(Econotimes) According to latest numbers from Baker Hughes, number of active oil rigs operating in United States has dropped to lowest levels since 2008/09 financial crisis. While back in October, 2014, the number of active rigs were at 1609 but as of last week it declined further by 15 rigs to 372, lowest since November, 2009.

In recent times, some market participants have taken note of the rig count to increase bullish bets on oil price recovery, suggesting drop in number of rigs indicating further declining in investments. However, our analysis suggests, when it comes to oil price recovery by changing fundamentals, other than intraday or few days boost, rigs count doesn’t matter much.

United States oil production is increasing becoming more efficient. Back in 2012, when about 1360 rigs were active on average, each rigs were producing about 1.74 million barrels per year. Efficiency improved through 2014 but not much to 2.08 million barrels/annum.

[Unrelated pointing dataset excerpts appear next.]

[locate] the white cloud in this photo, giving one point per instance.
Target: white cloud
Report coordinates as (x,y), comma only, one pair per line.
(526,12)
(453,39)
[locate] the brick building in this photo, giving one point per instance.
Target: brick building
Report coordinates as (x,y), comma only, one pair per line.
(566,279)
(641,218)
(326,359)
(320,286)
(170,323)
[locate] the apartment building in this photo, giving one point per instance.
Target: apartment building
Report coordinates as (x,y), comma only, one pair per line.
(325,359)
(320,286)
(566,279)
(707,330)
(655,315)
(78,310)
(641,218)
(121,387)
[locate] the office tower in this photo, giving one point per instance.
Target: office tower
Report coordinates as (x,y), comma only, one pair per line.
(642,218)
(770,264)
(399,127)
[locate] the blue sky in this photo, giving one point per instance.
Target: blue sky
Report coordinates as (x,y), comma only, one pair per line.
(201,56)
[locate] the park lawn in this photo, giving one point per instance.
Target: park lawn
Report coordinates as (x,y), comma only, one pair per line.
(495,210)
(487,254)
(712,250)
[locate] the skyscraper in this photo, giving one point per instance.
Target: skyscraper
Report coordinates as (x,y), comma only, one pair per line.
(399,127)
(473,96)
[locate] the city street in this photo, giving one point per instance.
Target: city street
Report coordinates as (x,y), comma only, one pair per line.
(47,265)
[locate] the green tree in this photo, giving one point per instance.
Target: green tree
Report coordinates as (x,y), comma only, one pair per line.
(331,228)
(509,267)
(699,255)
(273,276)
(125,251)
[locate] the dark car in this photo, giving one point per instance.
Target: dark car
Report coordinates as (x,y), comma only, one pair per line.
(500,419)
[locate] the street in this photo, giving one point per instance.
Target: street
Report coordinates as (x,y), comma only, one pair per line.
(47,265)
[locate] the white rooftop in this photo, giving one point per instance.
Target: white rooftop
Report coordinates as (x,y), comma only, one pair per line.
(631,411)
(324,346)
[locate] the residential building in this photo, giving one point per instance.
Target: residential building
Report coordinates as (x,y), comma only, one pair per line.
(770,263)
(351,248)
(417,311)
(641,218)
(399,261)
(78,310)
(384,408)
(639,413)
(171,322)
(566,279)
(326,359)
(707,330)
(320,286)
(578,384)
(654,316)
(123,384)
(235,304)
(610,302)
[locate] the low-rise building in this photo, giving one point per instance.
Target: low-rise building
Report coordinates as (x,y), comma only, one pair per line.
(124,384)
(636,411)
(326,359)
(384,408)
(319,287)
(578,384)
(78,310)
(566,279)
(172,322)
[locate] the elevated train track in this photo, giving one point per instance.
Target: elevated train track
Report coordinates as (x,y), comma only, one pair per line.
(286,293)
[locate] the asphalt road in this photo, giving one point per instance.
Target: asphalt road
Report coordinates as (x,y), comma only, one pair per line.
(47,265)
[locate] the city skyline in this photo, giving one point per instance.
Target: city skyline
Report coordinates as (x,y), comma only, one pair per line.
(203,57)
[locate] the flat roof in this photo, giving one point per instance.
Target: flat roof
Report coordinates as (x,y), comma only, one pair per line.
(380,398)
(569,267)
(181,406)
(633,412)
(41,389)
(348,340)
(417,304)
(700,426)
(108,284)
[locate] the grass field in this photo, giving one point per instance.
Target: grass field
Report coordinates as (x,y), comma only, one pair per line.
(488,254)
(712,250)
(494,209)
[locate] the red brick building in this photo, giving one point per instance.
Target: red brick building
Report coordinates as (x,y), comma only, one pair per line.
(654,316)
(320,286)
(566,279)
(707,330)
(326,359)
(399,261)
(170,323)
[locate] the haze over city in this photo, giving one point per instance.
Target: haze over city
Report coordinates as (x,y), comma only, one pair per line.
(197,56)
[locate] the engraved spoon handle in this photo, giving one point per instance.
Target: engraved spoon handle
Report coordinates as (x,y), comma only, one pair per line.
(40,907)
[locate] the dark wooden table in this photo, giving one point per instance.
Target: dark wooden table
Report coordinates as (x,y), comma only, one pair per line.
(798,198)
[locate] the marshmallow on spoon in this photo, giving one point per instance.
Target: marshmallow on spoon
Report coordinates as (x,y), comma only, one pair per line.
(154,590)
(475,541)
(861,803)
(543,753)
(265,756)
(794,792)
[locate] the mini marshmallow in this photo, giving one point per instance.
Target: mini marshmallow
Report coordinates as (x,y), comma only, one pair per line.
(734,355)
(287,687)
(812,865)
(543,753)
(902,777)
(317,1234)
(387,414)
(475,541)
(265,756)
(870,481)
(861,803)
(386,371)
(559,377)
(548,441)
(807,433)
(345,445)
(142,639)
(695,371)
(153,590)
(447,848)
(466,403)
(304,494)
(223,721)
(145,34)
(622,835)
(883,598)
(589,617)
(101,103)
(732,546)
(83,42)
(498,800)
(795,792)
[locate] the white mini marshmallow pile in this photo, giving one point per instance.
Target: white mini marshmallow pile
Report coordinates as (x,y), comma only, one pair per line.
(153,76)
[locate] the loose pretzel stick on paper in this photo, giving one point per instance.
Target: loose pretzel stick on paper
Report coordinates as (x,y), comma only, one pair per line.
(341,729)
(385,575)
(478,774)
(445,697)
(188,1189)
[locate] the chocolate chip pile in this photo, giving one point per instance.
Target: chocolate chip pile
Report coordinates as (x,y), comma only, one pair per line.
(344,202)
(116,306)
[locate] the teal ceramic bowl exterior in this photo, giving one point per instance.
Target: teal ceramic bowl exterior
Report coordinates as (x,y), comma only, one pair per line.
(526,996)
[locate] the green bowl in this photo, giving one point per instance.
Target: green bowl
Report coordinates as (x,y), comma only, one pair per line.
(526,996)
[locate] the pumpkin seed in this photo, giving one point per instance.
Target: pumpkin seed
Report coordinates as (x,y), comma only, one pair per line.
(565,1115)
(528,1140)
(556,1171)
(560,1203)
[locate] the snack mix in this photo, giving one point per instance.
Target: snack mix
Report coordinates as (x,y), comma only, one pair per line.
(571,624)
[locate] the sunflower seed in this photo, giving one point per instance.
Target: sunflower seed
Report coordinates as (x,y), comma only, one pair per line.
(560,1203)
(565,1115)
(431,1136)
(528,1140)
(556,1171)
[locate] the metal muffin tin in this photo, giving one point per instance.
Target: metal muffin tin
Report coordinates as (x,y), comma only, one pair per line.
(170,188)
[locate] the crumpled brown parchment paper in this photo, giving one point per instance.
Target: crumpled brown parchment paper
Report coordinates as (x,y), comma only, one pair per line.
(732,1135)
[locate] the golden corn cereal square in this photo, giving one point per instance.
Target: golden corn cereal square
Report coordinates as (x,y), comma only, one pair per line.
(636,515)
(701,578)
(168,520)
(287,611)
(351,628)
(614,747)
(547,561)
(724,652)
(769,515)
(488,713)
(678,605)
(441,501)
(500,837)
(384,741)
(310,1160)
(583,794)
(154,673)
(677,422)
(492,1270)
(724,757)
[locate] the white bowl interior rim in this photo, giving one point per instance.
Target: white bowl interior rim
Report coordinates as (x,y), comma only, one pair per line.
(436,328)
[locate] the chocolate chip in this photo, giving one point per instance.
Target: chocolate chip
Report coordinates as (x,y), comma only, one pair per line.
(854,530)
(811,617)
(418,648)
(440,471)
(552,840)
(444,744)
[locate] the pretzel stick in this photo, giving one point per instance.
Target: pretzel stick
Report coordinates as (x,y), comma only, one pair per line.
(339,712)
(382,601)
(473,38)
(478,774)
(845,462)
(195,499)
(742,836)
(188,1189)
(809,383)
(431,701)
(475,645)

However, combining data from Baker Hughes and U.S. Energy Information Administration (EIA) shows, efficiency improved 350% since 2014 heading into 2016 and we expect it is likely to improve further, because historically speaking as producers focus on lesser number of rigs, both their cost and production from each well improves.

Back in 1999, only about 128 rigs, on an average were active throughout the year but each were producing about 16.77 million barrels of oil per annum. So still lots of scopes for improvements.

Shale technology, for good or bad have changed how oil markets operate, especially with their swing capability.

With such outlook, we don’t expect oil to recover much ground beyond $60/barrel in the medium term.